Some on social media have called the new agency a Haitian Central Intelligence Agency (CIA). But the final clause decreeing the ANI’s power suggests a more apt comparison: a Haitian Gestapo.

The ANI will “receive and carry out the mandate to investigate for justice, apprehend the persons wanted by the judicial authority, and bring them before the competent authorities.”

the ANI’s power suggests a more apt comparison: a Haitian Gestapo.

In short, this secret agency’s completely anonymous officers (Article 43) will have false identities (Article 44), carry guns (Article 51), be legally untouchable (Article 49), and have the power not just to spy and infiltrate but to arrest anybody engaged in “subversive” acts (Article 29) or threatening “state security” i.e. the power of President Jovenel Moïse. A similar role was played by the Duvalier regime’s Volunteers for National Security (VSN), popularly known as the Tonton Macoutes, an internationally infamous paramilitary force.

“They are putting in place the infrastructure to track, repress, and intimidate the huge demonstrations and outcry that are already building against Jovenel’s plan to remain in power beyond Feb. 7, 2021, the date the Constitution says he must step down,” said Berthony Dupont, the director of Haiti Liberté. “The completely illegal ANI will be one more weapon to beat back the opposition and popular movement clamoring for Jovenel’s departure.”

In the same issue of Le Moniteur containing the 19-page ANI decree, there is a five-page decree “for strengthening public security” which orders that people convicted of “terrorism” will be jailed for 30 to 50 years and pay a fine of 2 million to 200 million Haitian gourdes ($28,797 to $2,879,706).

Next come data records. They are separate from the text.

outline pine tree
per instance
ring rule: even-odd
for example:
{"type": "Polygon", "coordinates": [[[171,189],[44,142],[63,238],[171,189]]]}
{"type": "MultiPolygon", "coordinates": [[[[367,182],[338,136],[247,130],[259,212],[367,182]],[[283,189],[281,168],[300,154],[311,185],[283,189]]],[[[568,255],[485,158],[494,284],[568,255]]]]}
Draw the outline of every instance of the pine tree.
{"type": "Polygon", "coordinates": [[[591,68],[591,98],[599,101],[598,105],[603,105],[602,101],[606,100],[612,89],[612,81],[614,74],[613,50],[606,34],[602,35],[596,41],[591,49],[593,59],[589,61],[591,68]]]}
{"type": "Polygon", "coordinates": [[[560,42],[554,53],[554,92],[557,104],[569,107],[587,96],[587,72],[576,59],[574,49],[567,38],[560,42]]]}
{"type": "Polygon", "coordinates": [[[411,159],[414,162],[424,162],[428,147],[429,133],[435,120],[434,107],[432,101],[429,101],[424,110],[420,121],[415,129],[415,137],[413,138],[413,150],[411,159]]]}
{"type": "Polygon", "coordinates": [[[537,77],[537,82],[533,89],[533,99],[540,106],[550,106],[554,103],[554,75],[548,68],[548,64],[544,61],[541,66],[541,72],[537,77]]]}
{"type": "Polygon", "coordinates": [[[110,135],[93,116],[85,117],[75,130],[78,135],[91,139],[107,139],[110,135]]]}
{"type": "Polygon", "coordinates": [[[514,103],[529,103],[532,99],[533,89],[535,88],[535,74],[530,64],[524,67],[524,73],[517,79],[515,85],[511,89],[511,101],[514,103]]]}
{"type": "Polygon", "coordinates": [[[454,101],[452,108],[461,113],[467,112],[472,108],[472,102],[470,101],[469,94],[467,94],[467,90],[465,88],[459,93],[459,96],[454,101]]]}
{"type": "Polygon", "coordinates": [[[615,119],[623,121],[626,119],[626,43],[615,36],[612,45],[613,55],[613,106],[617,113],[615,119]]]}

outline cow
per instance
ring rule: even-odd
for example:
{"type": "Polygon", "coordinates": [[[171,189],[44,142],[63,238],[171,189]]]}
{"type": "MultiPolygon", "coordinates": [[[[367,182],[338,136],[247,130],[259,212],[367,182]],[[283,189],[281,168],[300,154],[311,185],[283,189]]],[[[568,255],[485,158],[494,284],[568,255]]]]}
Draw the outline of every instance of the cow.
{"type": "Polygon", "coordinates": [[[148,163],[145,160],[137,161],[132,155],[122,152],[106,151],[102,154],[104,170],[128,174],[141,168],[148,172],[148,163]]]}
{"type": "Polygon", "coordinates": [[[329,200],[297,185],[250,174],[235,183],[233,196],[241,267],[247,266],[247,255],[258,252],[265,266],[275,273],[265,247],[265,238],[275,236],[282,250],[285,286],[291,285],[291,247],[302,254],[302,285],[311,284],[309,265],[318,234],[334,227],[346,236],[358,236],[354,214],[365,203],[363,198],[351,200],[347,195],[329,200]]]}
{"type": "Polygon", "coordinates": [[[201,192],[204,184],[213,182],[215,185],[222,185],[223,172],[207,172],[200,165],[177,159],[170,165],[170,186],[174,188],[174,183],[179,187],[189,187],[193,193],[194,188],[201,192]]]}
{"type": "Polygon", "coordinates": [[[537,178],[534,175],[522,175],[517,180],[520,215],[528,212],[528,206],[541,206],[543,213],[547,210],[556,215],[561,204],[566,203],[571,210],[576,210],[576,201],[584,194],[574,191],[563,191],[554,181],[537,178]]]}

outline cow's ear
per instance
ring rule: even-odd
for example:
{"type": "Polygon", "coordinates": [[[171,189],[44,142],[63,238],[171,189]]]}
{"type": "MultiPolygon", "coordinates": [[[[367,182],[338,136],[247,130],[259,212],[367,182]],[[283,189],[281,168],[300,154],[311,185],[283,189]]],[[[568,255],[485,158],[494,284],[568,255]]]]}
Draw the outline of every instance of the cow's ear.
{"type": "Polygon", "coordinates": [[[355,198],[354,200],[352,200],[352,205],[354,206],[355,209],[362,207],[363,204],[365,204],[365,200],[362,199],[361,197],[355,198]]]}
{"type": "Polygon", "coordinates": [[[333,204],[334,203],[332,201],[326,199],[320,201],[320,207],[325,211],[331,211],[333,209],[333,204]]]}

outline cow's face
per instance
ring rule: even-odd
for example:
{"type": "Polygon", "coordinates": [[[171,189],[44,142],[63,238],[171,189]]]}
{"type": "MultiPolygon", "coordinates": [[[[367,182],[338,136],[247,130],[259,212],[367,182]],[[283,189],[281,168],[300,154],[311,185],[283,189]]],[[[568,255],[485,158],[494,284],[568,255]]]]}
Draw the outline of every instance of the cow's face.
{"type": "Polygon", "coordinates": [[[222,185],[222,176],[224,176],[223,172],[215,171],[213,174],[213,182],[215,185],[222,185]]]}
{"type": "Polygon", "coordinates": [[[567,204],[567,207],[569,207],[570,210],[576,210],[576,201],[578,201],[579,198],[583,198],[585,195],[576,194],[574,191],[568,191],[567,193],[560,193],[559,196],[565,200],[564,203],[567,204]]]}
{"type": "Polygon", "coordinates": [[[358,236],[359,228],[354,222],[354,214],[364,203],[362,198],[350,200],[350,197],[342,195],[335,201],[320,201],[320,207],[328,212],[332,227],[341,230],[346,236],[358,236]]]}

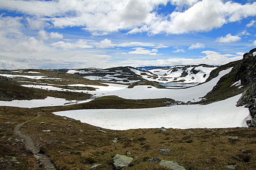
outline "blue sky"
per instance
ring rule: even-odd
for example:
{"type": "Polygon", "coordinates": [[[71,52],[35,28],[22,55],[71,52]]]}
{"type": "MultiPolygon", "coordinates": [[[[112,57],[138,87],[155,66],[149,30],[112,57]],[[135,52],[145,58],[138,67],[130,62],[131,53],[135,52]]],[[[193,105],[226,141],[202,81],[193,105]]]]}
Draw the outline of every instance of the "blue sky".
{"type": "Polygon", "coordinates": [[[252,0],[0,0],[0,69],[222,65],[256,47],[252,0]]]}

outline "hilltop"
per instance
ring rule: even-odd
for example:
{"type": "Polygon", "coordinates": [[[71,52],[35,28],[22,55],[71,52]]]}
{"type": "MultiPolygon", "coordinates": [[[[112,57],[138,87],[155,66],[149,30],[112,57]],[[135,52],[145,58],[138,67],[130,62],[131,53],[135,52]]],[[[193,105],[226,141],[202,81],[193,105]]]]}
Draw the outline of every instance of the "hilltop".
{"type": "Polygon", "coordinates": [[[255,51],[218,67],[2,71],[0,168],[111,170],[119,154],[123,170],[253,169],[255,51]]]}

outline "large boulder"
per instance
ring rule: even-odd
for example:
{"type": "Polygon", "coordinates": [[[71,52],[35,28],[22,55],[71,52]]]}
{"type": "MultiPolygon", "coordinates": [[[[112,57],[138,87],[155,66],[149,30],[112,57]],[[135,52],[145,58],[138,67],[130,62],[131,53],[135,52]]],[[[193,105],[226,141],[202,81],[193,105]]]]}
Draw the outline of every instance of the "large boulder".
{"type": "Polygon", "coordinates": [[[122,168],[129,165],[133,159],[125,155],[117,154],[113,158],[114,161],[114,169],[121,170],[122,168]]]}

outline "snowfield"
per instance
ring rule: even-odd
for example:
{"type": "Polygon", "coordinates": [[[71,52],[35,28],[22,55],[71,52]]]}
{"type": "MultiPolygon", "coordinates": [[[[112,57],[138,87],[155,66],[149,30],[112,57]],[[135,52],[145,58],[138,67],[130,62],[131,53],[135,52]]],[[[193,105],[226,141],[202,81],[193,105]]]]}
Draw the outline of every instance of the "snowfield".
{"type": "Polygon", "coordinates": [[[23,75],[13,75],[13,74],[0,74],[0,76],[6,76],[7,77],[13,78],[15,77],[26,77],[28,79],[61,79],[59,78],[47,78],[45,77],[47,77],[47,76],[25,76],[23,75]]]}
{"type": "Polygon", "coordinates": [[[154,87],[148,88],[148,85],[135,86],[132,88],[124,88],[106,93],[105,96],[115,95],[127,99],[145,99],[164,98],[187,102],[197,102],[205,96],[216,85],[220,79],[229,73],[232,68],[220,72],[219,75],[205,83],[189,88],[182,89],[158,89],[154,87]]]}
{"type": "Polygon", "coordinates": [[[0,101],[0,106],[18,107],[20,108],[38,108],[43,106],[55,106],[75,103],[89,102],[91,99],[78,101],[76,100],[67,100],[65,99],[47,97],[45,99],[34,99],[31,100],[14,100],[11,102],[0,101]]]}
{"type": "Polygon", "coordinates": [[[183,105],[139,109],[79,110],[54,113],[112,130],[247,127],[247,108],[236,107],[240,94],[207,105],[183,105]]]}

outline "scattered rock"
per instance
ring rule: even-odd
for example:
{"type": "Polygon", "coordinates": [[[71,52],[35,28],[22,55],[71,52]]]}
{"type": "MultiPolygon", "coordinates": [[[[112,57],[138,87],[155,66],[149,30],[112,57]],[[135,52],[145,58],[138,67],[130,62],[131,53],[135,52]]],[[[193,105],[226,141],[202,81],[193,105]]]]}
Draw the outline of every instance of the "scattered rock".
{"type": "Polygon", "coordinates": [[[246,121],[246,123],[249,127],[256,127],[256,119],[246,121]]]}
{"type": "Polygon", "coordinates": [[[166,130],[164,127],[161,128],[159,130],[161,132],[164,132],[166,131],[166,130]]]}
{"type": "Polygon", "coordinates": [[[161,159],[158,158],[153,158],[152,159],[148,159],[150,162],[159,162],[161,161],[161,159]]]}
{"type": "Polygon", "coordinates": [[[225,165],[225,167],[226,167],[228,168],[231,169],[232,170],[234,170],[236,169],[236,165],[225,165]]]}
{"type": "Polygon", "coordinates": [[[193,134],[193,133],[194,133],[194,132],[193,132],[191,130],[189,130],[189,132],[188,132],[188,133],[189,133],[189,134],[193,134]]]}
{"type": "Polygon", "coordinates": [[[95,165],[90,167],[90,170],[93,170],[93,169],[95,168],[96,167],[98,167],[100,165],[101,165],[101,164],[95,164],[95,165]]]}
{"type": "Polygon", "coordinates": [[[100,130],[99,129],[98,130],[97,130],[97,131],[98,132],[101,132],[101,133],[105,133],[106,132],[105,132],[104,130],[100,130]]]}
{"type": "Polygon", "coordinates": [[[122,168],[129,165],[133,159],[125,156],[125,155],[117,154],[113,158],[114,161],[114,169],[115,170],[121,170],[122,168]]]}
{"type": "Polygon", "coordinates": [[[42,131],[44,132],[50,132],[51,130],[42,130],[42,131]]]}
{"type": "Polygon", "coordinates": [[[126,155],[128,156],[131,156],[131,153],[129,152],[126,152],[126,155]]]}
{"type": "Polygon", "coordinates": [[[165,155],[168,155],[170,152],[170,149],[167,147],[164,147],[163,148],[159,149],[159,150],[160,152],[165,155]]]}
{"type": "Polygon", "coordinates": [[[173,170],[186,170],[184,167],[179,165],[179,164],[175,161],[162,160],[160,162],[160,164],[173,170]]]}
{"type": "Polygon", "coordinates": [[[228,138],[230,138],[230,139],[238,139],[238,136],[228,136],[228,138]]]}

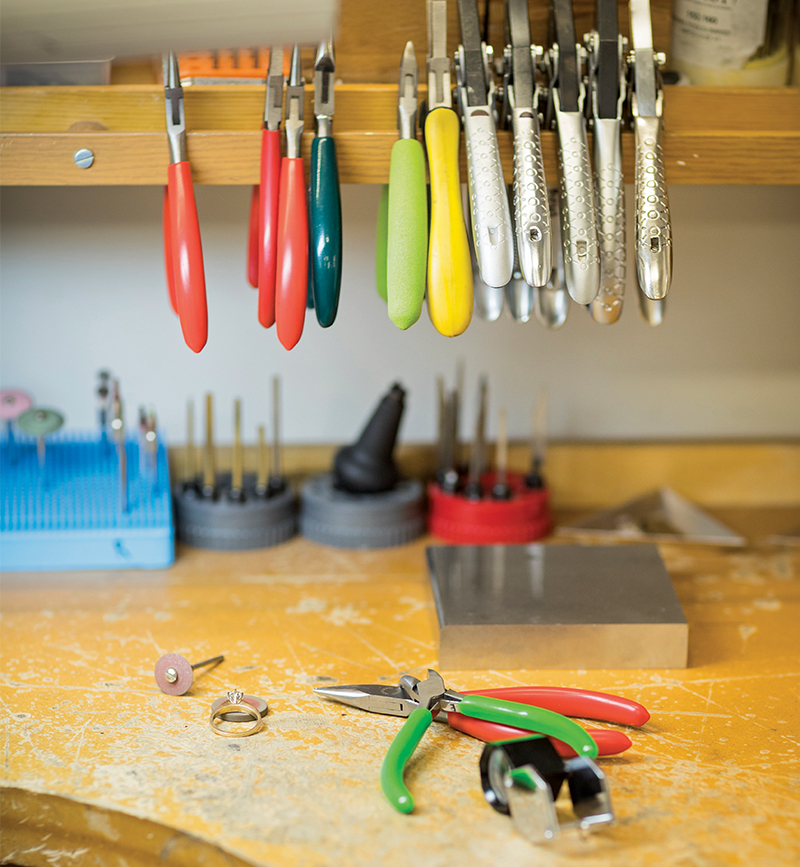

“With the decrees for establishing ANI and strengthening public security, the regime has let all pretense drop and made its project clear,” said lawyer Jaccéus Joseph, the director of the Office of Human Rights Defense Organizations (BODDH). “They are preparing to reestablish the same Duvalierist Macoute dictatorship which ruled Haiti from 1957 to 1986, which gave itself the power to violate human rights, assassinate people, barge into their homes, kidnap them, and trample all laws and rights enshrined in the Constitution, including that of habeas corpus and the right to a fair trial.”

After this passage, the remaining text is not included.